Vous devez savoir que Delara Darabi avait été reconnue coupable du meurtre d’une personne de sa famille en 2003 alors qu’elle avait 17 ans. Elle a d’abord avoué le meurtre, pensant qu’elle pouvait épargner la potence à son petit ami, puis elle est revenue sur ses aveux. Détenue à la prison de Rasht dans le nord de l’Iran depuis son arrestation en 2003, elle y avait développé un talent indéniable pour la peinture.
La jeune femme n’a pas bénéficié d’un procès équitable, les tribunaux ayant refusé après le jugement d’examiner des éléments qui prouvaient, selon son avocat, qu’elle ne pouvait pas avoir commis le meurtre.
Et comble de cynisme, l’exécution de Delara Darabi a eu lieu à l’ insu de l’avocat de la jeune femme alors qu’il doit, légalement, être informé quarante-huit heures à l’avance. Cette décision des autorités semble avoir été motivée par le désir d’éviter un mouvement de protestation en Iran et à l’étranger qui aurait pu sauver Delara Darabi.

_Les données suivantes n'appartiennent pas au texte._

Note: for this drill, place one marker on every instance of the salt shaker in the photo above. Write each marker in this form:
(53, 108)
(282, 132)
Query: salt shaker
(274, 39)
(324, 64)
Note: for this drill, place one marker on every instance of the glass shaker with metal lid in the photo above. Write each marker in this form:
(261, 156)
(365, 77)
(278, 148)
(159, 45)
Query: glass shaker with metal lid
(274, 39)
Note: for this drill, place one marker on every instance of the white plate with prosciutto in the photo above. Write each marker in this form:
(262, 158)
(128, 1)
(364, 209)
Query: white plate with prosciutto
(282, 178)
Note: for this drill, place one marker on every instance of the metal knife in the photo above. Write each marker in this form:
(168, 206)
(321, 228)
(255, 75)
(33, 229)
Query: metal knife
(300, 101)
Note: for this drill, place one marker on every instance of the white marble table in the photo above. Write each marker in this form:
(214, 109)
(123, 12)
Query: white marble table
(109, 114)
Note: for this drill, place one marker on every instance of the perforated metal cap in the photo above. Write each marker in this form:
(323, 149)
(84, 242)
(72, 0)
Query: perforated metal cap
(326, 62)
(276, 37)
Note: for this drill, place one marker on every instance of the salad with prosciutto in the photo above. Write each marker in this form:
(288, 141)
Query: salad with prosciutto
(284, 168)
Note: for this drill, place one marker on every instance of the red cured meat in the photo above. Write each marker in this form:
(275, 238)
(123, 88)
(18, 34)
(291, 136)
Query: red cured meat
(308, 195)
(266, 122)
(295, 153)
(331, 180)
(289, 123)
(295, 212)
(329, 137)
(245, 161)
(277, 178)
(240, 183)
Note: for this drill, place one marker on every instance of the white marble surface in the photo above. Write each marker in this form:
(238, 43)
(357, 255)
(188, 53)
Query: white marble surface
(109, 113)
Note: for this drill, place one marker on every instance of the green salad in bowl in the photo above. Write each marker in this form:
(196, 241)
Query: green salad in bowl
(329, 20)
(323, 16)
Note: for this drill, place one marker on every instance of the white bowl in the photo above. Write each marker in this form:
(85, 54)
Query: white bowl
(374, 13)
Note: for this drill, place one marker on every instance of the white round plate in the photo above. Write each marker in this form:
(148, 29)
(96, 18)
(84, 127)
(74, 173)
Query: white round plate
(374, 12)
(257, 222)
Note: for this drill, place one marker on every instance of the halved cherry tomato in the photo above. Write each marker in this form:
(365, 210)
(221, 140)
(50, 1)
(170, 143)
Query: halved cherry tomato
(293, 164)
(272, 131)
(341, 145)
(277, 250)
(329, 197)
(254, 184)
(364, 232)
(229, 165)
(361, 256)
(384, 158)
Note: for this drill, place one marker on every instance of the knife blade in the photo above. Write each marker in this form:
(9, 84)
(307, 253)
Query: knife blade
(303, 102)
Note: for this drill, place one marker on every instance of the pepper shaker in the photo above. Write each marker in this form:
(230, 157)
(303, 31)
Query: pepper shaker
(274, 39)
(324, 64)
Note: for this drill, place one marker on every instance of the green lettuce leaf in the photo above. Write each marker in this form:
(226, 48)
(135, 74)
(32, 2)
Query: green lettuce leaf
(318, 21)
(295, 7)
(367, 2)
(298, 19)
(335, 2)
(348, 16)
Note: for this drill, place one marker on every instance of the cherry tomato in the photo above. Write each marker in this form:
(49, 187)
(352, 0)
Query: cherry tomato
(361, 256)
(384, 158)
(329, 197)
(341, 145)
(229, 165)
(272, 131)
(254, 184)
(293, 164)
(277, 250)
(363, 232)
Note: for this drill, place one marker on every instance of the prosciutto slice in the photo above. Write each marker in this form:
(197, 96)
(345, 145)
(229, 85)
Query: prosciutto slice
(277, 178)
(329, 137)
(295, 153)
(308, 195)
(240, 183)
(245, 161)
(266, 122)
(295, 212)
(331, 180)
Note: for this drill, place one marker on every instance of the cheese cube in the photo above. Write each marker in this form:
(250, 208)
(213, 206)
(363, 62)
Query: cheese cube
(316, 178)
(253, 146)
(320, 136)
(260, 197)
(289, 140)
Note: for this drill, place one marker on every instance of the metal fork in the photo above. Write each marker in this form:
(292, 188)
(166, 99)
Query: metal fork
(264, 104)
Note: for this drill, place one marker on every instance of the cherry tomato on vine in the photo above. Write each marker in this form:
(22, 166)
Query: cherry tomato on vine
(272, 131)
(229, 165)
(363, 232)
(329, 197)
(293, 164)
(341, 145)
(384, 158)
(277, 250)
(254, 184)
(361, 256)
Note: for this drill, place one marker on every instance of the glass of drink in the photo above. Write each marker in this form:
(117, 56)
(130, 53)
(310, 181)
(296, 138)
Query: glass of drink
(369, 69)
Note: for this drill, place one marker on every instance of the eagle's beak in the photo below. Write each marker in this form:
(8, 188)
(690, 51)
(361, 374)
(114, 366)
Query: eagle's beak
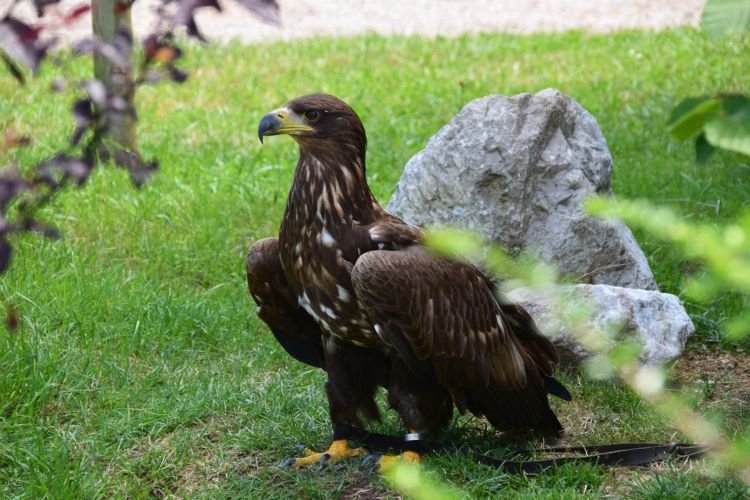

Nos efforts et notre campagne mondiale en sa faveur – et notamment la mobilisation de milliers de personnes en Suisse qui ont écrit aux autorités iraniennes – auront été vains pour sauver sa jeune vie. Espérons que cela ne le soit pas complètement. Et pour ce faire, votre intervention est décisive. Nous attendons de vous une protestation ferme et publique. Nous attendons des contacts que vous avez noués avec le président Ahmadinejad qu’ils servent à lui demander des explications sur cette exécution réalisée au mépris des lois iraniennes et du droit international qui interdit sans équivoque la condamnation à mort de personnes accusées de crimes commis alors qu’elles étaient âgées de moins de 18 ans.
Vous vous référerez peut-être, dans votre réponse, au dialogue sur les droits humains que la Suisse tente, à juste titre, de conduire avec l’Iran et à son caractère confidentiel. Sachez que le dialogue n’ interdit pas la prise de position ferme et publique, lorsque l’ inacceptable se produit, telle la mort de Delara.
Nous osons espérer que Delara n’est pas morte pour rien et que la ronde infernale des exécutions de mineurs délinquants en Iran – au moins 42 depuis 1990 et 137 autres qui attendent leur exécution – prendra fin. Vous devez nous aider à y parvenir car nous sommes convaincus que vous partagez nos valeurs de justice et d’équité. Votre responsabilité morale est en jeu. Merci de faire en sorte que la Suisse ne s’humilie pas aux yeux du monde en restant silencieuse.